Week after week, Barbara Vassis watches as her daughter sinks deeper into a delusional world while sitting in a Boulder, Colo., jail cell.
Vassis can still picture Erin Brown as a gifted artist and chef who bubbled with energy. But last summer the 32-year-old, who had long battled schizoaffective disorder and struggled with meth addiction, was charged with breaking into her mother’s home. Vassis said her daughter stole tools, electronics and other valuables, as well as her pickup truck.
Brown was found not competent to stand trial. A judge ordered that she receive inpatient psychiatric treatment so she could face the charges.

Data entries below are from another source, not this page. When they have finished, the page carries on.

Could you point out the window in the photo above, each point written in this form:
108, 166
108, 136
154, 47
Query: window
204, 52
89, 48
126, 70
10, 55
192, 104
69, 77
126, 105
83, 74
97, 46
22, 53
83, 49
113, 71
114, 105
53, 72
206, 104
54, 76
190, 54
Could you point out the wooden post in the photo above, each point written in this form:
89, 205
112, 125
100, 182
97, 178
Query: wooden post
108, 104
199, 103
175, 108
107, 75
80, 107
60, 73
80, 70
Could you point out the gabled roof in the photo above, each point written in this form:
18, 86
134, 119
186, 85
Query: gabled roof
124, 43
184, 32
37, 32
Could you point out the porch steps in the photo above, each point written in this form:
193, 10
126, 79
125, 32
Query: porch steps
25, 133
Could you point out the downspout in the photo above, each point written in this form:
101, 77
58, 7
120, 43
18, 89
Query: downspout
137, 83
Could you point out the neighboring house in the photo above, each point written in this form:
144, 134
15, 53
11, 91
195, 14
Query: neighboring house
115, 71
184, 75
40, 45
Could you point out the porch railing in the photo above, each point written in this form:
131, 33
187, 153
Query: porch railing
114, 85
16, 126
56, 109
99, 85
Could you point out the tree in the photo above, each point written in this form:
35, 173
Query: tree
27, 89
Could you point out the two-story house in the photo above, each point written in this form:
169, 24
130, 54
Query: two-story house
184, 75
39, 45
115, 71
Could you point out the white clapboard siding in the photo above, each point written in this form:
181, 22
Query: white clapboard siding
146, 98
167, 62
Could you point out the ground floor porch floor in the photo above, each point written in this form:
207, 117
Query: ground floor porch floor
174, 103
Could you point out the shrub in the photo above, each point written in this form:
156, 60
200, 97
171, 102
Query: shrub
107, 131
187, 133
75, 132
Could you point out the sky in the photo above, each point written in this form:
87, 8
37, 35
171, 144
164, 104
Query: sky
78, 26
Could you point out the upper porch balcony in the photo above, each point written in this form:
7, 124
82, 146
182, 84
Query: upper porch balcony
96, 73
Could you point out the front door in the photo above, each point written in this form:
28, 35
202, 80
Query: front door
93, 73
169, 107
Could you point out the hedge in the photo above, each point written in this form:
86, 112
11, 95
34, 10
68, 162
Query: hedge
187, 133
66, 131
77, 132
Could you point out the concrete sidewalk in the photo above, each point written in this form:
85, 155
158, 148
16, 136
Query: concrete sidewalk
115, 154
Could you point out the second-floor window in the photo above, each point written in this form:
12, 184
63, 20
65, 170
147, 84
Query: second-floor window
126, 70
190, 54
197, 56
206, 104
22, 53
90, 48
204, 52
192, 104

Nine months after her arrest, Colorado’s state hospitals still have no free bed for her.
An exploding number of mentally ill jail inmates is overwhelming space in psychiatric hospitals across the U.S., a Wall Street Journal analysis of state data shows. It is a mounting crisis as more inmates languish in jail without court-ordered treatment, not convicted and unable to stand trial.

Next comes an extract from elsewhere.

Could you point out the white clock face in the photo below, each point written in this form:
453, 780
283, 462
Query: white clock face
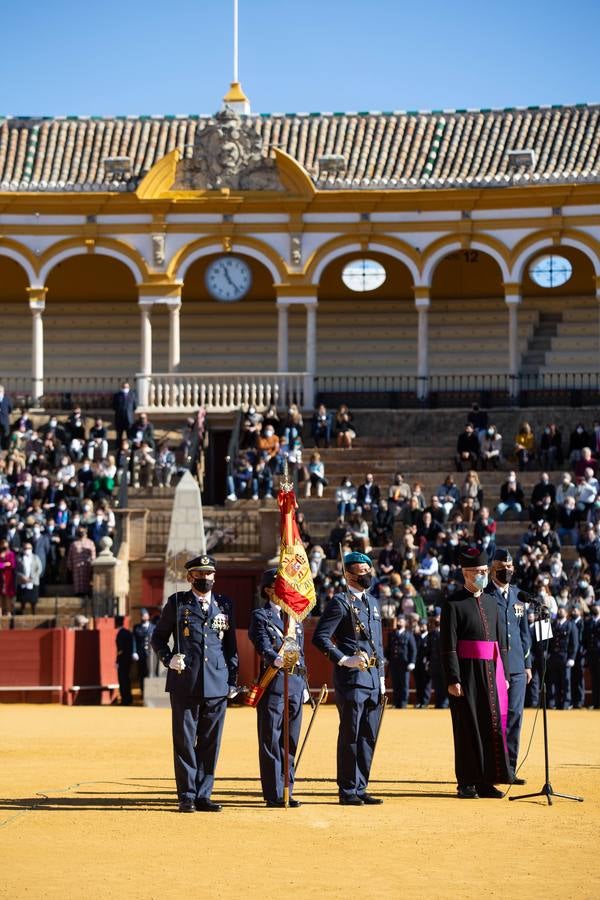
228, 278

Brown is among around 450 inmates in Colorado alone stuck in this situation, their condition often steadily deteriorating. She now writes rambling letters to her mother, saying she is finishing up details to save the universe and has met her husband, somebody named Brandon.
State mental-health and jail officials are frustrated but say they are struggling against a tide of people in crisis. “It’s such an inept system we are working in…She has been here 226 days, as of today,” the Boulder jail’s mental-health supervisor, Pam Levett, wrote to Vassis in April about her daughter.